Sieg für Mann des Kompromisses

Deutliche Mehrheit der Iraner stellt sich hinter Politik von Präsident Ruhani

  • Oliver Eberhardt, Teheran
  • Lesedauer: 3 Min.

Als am Samstag im iranischen Fernsehen die Wahlergebnisse bekannt gegeben wurden, brach im Basar von Teheran Jubel aus. Menschen begannen zu tanzen und sogar die sonst chronisch grimmig dreinblickenden Polizisten, die nie weit weg sind, schüttelten sich mit einem zufriedenen Lächeln die Hände: Hassan Ruhani bleibt Präsident Irans.

Und er präsentierte der Öffentlichkeit in den folgenden Stunden geradezu Unerhörtes. Zuerst postete er auf Instagram ein Bild, auf dem eine Familie nach der Stimmabgabe zu sehen ist; einige der Frauen sind bunt gekleidet, ihre Haare deutlich sichtbar. »Liebes Volk Irans, ihr seid die wahren Gewinner dieser Wahl«, heißt es dazu. Und kurz darauf trat Ruhani dann, live übertragen im Fernsehen, zur Dankesrede vor seine Anhänger und sparte kaum ein kontroverses Thema aus: Frauenrechte, Justizwillkür, alles dabei, stets gefolgt von dem Versprechen, nun »vorwärts, nicht rückwärts« gehen zu wollen. Dann dankte Ruhani dem ehemaligen Präsidenten Mohammad Chatami für die Unterstützung, und überschritt damit eine dicke rote Linie. Chatami steht seit Jahren ohne Gerichtsurteil unter Hausarrest; in den Medien darf sein Name nicht genannt, sein Bild nicht gezeigt werden.

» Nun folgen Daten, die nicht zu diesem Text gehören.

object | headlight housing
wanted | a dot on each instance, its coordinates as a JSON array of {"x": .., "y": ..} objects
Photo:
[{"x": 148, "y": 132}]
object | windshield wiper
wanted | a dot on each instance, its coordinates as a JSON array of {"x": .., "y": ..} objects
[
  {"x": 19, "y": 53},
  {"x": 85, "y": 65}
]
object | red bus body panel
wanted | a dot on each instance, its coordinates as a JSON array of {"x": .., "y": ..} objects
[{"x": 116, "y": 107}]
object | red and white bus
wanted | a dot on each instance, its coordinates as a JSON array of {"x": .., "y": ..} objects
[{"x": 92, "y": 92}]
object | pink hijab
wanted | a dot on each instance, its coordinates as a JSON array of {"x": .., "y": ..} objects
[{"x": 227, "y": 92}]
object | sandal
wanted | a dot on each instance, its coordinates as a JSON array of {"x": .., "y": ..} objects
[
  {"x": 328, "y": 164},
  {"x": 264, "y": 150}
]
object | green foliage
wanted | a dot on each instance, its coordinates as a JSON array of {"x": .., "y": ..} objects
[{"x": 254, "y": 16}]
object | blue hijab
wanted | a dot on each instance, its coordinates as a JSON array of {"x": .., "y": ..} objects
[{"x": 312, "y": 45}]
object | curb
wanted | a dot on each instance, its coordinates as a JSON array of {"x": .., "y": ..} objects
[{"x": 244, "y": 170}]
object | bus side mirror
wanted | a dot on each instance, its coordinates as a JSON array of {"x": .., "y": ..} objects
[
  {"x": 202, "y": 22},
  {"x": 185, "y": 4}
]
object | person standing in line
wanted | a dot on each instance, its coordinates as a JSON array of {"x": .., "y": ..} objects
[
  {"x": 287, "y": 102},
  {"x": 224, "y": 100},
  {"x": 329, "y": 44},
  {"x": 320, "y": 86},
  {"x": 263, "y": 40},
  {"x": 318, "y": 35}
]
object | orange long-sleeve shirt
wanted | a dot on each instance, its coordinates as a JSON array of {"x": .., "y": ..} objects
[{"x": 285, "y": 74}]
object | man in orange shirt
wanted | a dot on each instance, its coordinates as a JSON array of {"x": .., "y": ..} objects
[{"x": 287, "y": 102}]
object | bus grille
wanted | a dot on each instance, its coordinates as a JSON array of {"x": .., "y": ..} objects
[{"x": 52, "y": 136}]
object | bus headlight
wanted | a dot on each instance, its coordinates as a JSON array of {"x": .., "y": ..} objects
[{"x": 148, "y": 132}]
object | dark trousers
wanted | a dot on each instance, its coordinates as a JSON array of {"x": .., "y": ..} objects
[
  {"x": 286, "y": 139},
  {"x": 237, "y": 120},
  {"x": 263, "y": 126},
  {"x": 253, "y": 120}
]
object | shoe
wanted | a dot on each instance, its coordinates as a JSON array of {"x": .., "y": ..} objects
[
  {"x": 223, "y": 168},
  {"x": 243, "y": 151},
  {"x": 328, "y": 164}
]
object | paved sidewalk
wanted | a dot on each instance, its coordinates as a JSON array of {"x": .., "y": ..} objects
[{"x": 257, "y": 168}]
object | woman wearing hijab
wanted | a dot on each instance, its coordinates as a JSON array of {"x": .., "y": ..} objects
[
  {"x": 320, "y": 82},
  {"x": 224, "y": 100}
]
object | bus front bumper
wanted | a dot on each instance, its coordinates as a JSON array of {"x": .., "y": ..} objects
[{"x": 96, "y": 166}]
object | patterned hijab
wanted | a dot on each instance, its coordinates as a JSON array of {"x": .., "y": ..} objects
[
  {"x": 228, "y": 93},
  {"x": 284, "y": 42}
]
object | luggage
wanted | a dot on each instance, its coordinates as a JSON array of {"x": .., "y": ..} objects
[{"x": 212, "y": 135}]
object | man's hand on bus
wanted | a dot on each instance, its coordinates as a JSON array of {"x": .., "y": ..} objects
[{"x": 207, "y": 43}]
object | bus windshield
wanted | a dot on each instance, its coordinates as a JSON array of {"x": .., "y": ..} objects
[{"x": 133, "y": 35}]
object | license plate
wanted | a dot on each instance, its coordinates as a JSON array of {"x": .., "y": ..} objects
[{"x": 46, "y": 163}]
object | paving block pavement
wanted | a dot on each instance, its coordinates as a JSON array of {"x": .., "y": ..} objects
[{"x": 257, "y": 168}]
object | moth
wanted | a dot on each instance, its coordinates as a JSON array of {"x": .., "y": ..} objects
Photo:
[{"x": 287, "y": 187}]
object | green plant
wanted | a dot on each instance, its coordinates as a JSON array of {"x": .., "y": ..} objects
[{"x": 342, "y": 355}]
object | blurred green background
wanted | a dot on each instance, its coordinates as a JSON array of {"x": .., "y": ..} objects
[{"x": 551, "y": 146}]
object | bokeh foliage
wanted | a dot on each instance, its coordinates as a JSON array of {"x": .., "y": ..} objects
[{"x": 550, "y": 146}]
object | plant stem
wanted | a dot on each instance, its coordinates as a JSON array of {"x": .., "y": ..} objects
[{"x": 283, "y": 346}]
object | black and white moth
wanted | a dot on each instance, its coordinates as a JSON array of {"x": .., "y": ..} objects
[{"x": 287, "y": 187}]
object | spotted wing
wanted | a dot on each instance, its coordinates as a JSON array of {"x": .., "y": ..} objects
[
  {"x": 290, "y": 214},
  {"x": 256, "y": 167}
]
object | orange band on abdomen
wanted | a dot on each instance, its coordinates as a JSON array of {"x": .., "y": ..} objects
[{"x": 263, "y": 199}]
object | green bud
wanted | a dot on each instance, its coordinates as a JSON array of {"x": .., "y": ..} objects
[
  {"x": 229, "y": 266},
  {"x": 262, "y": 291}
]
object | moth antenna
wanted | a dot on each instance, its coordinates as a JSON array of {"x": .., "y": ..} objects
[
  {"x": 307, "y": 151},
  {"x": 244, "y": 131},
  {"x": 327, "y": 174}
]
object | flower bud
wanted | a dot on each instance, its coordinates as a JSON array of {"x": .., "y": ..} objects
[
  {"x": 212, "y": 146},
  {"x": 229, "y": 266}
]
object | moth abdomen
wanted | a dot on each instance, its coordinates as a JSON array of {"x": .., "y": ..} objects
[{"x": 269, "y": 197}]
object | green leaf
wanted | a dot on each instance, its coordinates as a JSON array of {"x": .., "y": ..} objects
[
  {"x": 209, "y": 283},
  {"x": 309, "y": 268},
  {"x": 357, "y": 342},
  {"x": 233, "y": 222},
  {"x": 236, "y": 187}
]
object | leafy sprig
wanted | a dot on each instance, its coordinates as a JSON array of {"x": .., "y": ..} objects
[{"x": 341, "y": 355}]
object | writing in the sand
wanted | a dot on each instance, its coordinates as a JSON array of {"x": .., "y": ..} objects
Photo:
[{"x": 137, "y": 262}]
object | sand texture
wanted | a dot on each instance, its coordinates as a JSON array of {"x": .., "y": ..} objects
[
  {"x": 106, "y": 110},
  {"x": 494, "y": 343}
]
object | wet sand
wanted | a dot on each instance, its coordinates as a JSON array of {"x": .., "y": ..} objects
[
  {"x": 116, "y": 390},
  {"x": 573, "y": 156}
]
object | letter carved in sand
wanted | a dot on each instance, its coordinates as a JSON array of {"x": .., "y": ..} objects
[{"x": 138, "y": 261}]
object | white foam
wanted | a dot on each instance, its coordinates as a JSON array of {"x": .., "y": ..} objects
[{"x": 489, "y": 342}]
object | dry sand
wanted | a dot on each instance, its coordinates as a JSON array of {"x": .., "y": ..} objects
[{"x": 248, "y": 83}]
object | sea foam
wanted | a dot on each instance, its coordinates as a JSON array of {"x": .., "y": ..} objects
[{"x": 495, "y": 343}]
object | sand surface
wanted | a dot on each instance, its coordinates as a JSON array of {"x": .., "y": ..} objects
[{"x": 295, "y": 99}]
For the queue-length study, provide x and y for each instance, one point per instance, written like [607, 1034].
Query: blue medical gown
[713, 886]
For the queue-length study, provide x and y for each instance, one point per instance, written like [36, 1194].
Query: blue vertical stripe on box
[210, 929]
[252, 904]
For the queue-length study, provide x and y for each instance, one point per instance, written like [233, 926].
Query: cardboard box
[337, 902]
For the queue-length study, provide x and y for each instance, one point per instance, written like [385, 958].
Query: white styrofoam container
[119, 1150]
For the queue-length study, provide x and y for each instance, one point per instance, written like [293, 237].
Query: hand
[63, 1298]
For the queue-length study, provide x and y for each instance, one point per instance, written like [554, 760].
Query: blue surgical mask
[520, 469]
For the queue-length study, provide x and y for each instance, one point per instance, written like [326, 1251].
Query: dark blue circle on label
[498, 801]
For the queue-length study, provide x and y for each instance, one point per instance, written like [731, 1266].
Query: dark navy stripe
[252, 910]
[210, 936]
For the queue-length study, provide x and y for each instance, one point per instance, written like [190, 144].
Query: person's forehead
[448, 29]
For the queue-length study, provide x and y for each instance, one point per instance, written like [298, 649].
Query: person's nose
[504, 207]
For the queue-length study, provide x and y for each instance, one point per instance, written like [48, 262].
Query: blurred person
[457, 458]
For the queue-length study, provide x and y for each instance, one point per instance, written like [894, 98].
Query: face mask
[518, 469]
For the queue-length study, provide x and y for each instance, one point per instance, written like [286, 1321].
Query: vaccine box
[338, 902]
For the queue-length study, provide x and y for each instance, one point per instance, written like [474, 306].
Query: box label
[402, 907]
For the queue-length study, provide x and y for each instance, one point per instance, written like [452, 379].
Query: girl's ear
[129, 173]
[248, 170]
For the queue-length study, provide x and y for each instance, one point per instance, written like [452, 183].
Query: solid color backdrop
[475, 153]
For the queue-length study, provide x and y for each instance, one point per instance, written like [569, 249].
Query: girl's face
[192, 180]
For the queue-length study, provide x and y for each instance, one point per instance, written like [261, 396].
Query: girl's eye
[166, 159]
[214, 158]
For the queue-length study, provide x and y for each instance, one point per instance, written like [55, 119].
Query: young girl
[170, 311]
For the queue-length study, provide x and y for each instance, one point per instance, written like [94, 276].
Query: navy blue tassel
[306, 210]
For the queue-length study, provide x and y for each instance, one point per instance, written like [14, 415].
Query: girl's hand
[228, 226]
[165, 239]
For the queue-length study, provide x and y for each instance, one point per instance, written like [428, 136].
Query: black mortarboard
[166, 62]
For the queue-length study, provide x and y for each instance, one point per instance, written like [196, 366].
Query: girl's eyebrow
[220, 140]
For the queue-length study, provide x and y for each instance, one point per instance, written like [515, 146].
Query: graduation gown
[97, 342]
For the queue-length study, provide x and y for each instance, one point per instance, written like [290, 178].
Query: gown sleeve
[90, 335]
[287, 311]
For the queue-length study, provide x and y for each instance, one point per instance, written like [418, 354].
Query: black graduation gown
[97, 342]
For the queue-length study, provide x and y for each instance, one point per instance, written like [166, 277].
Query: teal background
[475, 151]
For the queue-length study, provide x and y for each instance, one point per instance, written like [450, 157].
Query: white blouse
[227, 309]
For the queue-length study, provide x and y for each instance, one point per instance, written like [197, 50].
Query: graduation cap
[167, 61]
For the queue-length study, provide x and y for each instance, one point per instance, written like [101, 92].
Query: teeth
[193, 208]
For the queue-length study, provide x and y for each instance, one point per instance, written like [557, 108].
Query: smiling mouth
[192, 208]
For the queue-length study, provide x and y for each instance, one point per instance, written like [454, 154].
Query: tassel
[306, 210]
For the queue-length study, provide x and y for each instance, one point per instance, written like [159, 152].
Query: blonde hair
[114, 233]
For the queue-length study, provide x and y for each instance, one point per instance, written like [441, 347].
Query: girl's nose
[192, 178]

Meint er es ernst? Viele Iraner sind davon überzeugt. »Dass ein Politiker überhaupt diese Themen anspricht, ist für mich ein Erfolg«, sagt Reza Esmaili, ein Elektronikhändler im Basar. Die jahrelangen ausländischen Sanktionen, die hohe Arbeitslosigkeit, die grassierende Armut haben ihn fast ruiniert; nur wenige könnten sich überhaupt noch Computer oder neue Fernseher leisten, daran habe sich auch während Ruhanis erster Amtszeit wenig geändert.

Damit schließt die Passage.